Awake or asleep, he's an absolute cutie pie.


----------



## stelun (Mar 14, 2004)

How cute!


----------



## NoahFL (May 14, 2004)

He is so adorable!


----------



## xx-nathalie-xx (Jan 10, 2005)

i don't get the title :? but the pics are soo cute  

kisses nat


----------



## OzzyAndLilysMom (Mar 9, 2004)

lol me and you both Nat

but who cares i am glad ive had my gadget fix :lol:


----------



## SunnyFLMum (Apr 21, 2005)

whatta cute baby!


----------



## Gadget's Mom (Jan 14, 2005)

My mom Amanda and I were sitting at the table playin cards and Gadget had to be there right next to me with his new blanket.... He fell fast asleep while we played cards. 

Nope it wasn't poker it was Phase 10. It is so fun it is addicting...


----------



## sjc (Jan 14, 2005)

Gadget gets cuter every time I see him!! I have heard of Phase 10? but have never played it before. Actually, I'm a terrrible card player!! :roll:


----------



## Gadget's Mom (Jan 14, 2005)

sjc, It is very fun.. and no matter if you are terrible at cards or good at cards you can have a blast playing it...


----------



## nabi (Nov 25, 2004)

Gadget reacts to cards the same way I do LOL...He is so sweet as always.


----------



## Auggies Mom (Jun 9, 2004)

Who could not love Gadget's face Card shark or not :lol: :lol: :lol:


----------



## Sophie's Mom (May 11, 2004)

Little Gadget sure knows how to nap.
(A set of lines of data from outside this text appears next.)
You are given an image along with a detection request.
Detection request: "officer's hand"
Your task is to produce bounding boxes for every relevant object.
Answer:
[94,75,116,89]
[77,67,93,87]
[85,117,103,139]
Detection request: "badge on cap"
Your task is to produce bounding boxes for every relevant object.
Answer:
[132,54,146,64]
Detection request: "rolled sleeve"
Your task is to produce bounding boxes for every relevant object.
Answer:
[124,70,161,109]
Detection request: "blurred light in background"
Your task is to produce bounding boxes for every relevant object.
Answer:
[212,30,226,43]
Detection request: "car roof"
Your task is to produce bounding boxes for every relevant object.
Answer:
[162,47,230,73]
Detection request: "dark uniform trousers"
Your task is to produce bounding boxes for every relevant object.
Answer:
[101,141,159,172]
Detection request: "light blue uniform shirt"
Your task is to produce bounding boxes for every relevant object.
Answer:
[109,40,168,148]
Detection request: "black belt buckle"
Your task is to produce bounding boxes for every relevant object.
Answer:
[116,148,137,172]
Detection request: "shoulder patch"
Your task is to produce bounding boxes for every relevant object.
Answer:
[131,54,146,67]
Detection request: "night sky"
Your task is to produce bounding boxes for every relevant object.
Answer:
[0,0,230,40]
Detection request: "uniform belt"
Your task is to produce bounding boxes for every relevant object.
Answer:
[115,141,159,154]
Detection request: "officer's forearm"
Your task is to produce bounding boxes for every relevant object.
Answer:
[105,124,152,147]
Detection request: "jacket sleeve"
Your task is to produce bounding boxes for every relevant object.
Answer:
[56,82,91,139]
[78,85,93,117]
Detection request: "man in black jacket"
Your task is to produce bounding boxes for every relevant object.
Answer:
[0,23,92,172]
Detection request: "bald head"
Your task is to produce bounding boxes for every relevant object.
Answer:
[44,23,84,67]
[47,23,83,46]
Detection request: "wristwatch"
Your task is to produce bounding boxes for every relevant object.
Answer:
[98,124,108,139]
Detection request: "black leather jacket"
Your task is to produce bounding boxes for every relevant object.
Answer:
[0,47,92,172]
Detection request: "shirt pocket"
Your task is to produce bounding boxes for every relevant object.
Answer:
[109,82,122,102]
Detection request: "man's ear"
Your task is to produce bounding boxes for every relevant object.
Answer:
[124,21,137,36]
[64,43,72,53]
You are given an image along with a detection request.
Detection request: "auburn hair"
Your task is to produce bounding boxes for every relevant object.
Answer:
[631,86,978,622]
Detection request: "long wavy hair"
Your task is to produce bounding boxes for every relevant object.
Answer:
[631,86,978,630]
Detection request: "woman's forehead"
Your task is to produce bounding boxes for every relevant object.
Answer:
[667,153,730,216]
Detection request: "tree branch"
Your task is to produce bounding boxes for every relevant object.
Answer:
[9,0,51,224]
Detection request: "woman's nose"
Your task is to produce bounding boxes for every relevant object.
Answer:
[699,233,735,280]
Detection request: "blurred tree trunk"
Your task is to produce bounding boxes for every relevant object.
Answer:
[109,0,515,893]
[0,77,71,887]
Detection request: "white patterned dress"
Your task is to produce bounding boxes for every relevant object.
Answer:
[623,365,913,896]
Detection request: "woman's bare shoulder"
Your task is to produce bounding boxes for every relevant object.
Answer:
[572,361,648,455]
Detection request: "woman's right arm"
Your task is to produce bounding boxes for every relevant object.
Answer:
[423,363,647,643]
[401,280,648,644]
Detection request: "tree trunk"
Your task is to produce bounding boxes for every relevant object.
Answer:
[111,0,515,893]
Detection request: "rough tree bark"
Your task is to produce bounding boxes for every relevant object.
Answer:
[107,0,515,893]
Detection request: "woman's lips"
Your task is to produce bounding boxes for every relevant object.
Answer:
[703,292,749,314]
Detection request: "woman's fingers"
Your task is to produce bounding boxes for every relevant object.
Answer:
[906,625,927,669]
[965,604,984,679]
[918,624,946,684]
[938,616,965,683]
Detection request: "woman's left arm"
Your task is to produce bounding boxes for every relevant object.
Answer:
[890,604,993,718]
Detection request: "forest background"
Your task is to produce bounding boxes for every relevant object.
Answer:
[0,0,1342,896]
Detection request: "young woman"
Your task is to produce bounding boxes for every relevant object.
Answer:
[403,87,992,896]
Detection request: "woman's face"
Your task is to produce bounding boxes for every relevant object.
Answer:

Love his little face :love4:


----------



## luv4mygirls (Feb 20, 2005)

aw sleepy head! i love playing cards but no one ever plays with me. especially when chiwi is around she tries to eat everyone's cards.


----------



## KJsChihuahuas (Jan 6, 2005)

ahhhhhh how sweet!


----------



## carachi (Mar 20, 2005)

He is up to something again. I just know it.


----------



## ilovesadie (Jun 1, 2004)

He has such a good poker face!! So adorable!


----------



## luvmydogs (May 13, 2005)

Talk about bluffing.  He is adorable.

Leslie


----------



## MissMolly (Jan 28, 2005)

He's so cute!


----------